Drying cherry Tomatoes is a simple process.  
#1 Start with incredibly flavorful cherry tomatoes.  I grow heirloom Roma Cherry Tomatoes that have incredible flavor.  Try to find some great tasting ones at a farmers market.  Most of the ones from the grocery store have little flavor.  The flavor will intensify with drying and you'll get a deep, rich, dark tomato taste.  

#2 Rinse them off.

#3 Slice them in half and place them cut side up on your dehydrator.  If you place them cut side down they sometimes stick to your rack.  Any dehydrator will work.  Mine is an inexpensive variety that you find at Wal-mart or Meijers for around $30-40.  We've had it for years.  There is no need to go out and buy some of these expensive ones you see advertised (at least not for this job!) 

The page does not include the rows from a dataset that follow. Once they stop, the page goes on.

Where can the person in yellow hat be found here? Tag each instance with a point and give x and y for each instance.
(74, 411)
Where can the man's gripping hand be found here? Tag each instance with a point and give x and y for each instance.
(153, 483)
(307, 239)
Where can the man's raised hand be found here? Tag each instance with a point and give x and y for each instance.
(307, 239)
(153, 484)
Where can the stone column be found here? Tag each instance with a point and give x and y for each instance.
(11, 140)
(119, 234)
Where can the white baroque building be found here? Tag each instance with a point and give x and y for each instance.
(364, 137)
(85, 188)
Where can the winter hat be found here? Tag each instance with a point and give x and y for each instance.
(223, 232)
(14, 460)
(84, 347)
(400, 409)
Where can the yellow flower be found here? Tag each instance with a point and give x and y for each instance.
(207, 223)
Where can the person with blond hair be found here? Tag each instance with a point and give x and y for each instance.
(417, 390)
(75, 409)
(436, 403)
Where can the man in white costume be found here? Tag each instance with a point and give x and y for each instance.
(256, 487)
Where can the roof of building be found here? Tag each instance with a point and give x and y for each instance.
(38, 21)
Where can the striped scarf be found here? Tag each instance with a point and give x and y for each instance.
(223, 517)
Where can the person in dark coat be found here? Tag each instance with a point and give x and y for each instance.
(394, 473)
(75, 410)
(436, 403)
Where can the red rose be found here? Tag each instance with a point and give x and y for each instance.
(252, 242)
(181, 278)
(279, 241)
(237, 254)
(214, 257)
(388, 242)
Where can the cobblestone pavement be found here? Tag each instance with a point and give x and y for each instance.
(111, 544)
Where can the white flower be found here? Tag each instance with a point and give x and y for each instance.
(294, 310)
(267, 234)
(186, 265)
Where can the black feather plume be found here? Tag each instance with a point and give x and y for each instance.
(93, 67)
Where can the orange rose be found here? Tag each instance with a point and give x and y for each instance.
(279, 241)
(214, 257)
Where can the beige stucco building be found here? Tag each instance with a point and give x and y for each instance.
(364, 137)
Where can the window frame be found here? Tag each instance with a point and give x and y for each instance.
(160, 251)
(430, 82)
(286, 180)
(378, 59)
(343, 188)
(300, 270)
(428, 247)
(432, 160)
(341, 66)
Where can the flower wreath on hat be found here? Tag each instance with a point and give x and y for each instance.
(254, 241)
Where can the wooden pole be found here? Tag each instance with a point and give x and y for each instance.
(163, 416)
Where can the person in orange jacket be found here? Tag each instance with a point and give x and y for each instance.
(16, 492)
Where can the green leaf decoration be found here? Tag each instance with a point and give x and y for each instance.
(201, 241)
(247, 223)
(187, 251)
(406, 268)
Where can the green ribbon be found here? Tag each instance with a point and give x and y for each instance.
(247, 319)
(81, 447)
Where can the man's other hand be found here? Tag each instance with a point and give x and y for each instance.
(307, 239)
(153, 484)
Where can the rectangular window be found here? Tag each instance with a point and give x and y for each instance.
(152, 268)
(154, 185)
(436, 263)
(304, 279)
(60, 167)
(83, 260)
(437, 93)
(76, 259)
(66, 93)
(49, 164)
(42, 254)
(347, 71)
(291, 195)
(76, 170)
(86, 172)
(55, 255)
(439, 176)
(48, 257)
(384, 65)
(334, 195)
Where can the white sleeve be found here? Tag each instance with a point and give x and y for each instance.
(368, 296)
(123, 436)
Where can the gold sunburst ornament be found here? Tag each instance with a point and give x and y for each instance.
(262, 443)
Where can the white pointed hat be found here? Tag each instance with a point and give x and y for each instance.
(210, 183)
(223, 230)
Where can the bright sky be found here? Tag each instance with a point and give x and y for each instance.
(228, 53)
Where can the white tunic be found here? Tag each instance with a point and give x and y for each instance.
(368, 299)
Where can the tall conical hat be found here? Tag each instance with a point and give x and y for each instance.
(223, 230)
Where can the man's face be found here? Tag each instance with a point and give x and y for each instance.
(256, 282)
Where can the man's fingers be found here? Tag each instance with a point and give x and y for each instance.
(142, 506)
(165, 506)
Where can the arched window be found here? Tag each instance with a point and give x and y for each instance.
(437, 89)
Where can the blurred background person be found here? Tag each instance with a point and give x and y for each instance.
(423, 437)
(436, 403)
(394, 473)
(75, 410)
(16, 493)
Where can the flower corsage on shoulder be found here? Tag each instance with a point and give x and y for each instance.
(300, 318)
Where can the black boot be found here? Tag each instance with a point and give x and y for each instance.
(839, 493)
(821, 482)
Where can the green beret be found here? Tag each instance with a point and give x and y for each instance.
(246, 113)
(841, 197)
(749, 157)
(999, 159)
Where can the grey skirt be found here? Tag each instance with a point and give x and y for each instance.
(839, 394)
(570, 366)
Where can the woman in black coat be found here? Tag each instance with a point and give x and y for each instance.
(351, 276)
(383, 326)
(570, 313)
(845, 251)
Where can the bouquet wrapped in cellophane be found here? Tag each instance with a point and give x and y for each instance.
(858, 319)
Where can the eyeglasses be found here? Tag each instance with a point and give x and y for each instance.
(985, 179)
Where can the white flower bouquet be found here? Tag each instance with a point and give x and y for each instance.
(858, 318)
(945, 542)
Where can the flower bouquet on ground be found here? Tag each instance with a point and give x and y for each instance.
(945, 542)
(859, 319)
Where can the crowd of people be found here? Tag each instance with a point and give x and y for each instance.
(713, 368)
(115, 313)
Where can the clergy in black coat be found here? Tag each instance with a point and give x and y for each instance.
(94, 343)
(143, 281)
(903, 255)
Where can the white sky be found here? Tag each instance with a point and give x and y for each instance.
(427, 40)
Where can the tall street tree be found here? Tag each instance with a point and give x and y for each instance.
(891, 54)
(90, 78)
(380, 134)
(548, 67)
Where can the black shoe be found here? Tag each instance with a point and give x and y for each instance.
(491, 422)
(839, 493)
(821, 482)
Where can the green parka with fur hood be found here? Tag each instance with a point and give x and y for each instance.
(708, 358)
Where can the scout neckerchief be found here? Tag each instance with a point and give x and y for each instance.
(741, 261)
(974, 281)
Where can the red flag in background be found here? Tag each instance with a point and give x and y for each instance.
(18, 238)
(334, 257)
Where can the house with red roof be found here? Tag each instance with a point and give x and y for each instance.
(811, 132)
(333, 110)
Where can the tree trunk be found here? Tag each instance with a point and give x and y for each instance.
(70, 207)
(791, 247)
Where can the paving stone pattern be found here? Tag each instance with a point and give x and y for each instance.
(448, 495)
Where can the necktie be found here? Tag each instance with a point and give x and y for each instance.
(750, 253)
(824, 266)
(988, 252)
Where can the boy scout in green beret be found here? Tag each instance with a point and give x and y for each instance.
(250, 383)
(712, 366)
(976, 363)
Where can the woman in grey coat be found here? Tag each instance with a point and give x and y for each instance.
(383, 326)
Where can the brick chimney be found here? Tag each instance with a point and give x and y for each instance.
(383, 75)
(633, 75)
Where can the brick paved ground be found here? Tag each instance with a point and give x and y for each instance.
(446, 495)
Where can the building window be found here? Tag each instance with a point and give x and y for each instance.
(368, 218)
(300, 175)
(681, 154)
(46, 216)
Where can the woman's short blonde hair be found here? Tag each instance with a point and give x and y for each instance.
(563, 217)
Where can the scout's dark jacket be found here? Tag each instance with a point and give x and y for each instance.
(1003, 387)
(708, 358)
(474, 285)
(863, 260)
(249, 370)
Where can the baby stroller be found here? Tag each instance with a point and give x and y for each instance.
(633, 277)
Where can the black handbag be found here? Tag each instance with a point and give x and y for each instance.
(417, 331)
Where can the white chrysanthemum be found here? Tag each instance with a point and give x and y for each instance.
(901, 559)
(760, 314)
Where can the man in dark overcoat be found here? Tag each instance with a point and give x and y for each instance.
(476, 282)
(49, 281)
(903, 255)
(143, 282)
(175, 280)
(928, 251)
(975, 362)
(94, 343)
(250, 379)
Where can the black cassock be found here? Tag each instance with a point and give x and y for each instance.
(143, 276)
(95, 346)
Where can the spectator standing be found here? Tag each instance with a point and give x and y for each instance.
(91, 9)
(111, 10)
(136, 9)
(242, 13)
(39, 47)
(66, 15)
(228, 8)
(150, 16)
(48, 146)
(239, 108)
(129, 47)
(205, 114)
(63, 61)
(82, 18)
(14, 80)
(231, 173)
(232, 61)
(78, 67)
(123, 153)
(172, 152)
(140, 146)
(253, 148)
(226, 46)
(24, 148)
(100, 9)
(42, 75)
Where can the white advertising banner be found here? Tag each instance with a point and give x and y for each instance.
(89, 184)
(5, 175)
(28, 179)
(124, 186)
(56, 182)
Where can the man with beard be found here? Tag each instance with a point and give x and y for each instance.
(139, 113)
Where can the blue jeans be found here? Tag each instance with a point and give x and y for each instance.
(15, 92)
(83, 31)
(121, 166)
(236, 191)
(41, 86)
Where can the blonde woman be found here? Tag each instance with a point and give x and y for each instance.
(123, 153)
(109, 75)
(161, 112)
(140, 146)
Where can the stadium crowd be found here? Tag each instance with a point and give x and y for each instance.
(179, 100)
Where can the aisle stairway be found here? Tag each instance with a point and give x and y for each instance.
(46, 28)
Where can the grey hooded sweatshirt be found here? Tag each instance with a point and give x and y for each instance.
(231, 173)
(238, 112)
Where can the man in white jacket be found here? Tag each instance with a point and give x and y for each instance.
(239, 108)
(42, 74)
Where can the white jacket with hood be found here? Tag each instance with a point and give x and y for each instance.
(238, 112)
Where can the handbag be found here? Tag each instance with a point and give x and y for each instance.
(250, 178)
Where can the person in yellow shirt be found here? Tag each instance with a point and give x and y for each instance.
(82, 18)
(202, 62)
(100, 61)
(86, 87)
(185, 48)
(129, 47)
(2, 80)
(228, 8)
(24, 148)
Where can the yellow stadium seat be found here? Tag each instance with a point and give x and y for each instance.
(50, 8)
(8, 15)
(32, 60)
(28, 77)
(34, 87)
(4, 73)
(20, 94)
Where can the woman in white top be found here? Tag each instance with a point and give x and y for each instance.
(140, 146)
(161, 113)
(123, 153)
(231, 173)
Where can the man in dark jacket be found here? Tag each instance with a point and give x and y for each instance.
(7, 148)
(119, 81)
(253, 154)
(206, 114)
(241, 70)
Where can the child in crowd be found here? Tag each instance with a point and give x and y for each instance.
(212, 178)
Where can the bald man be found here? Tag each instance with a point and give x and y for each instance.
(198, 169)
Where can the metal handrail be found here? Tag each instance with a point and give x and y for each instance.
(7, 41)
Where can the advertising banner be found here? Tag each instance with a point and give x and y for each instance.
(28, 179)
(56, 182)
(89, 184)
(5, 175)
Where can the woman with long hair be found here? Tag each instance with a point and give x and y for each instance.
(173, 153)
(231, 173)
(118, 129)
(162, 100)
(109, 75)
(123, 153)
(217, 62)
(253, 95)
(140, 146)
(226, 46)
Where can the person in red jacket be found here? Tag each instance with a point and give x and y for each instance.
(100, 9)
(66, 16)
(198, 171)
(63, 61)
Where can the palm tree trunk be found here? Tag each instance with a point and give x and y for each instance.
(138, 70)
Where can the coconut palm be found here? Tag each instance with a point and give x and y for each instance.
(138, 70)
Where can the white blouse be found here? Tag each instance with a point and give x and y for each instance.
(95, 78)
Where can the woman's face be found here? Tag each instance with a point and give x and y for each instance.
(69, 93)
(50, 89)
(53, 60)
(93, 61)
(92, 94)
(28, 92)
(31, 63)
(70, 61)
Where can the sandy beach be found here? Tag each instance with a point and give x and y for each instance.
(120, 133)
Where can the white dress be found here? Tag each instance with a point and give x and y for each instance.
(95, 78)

#4 Turn your dehydrator on and let it work.  The time will vary to get them dry.  Usually I turn them on before bed and let it run all night.  By morning it's "almost" done.  You'll know because as you feel them there will be no soft or mushy spots, it will all be dry.  You don't want to go till they are hard as a rock.  The tomato can still feel "bendy" but shouldn't feel mushy at all.

#5 Lastly, place them in pretty clear jars, label and store.  They look so pretty in the jars I almost hate to use them.

So now that you have dried cherry tomato's what do you do with them?  Use them any way you would sun-dried tomatoes.  Just put as many as you want in a small bowl and cover the tomatoes with water.  Microwave for a minute just to get the water hot and then let them sit for 15-20 minutes (if you can.)  They are now ready to use.  You can also soften in oil and they will be like the oil packed sun-dried tomatoes.

We like them in hummus, on pizza, tossed in with pasta and a little oil and on bruschetta bread with some basil and oil.  You can also just toss them into soups and stews. ENJOY!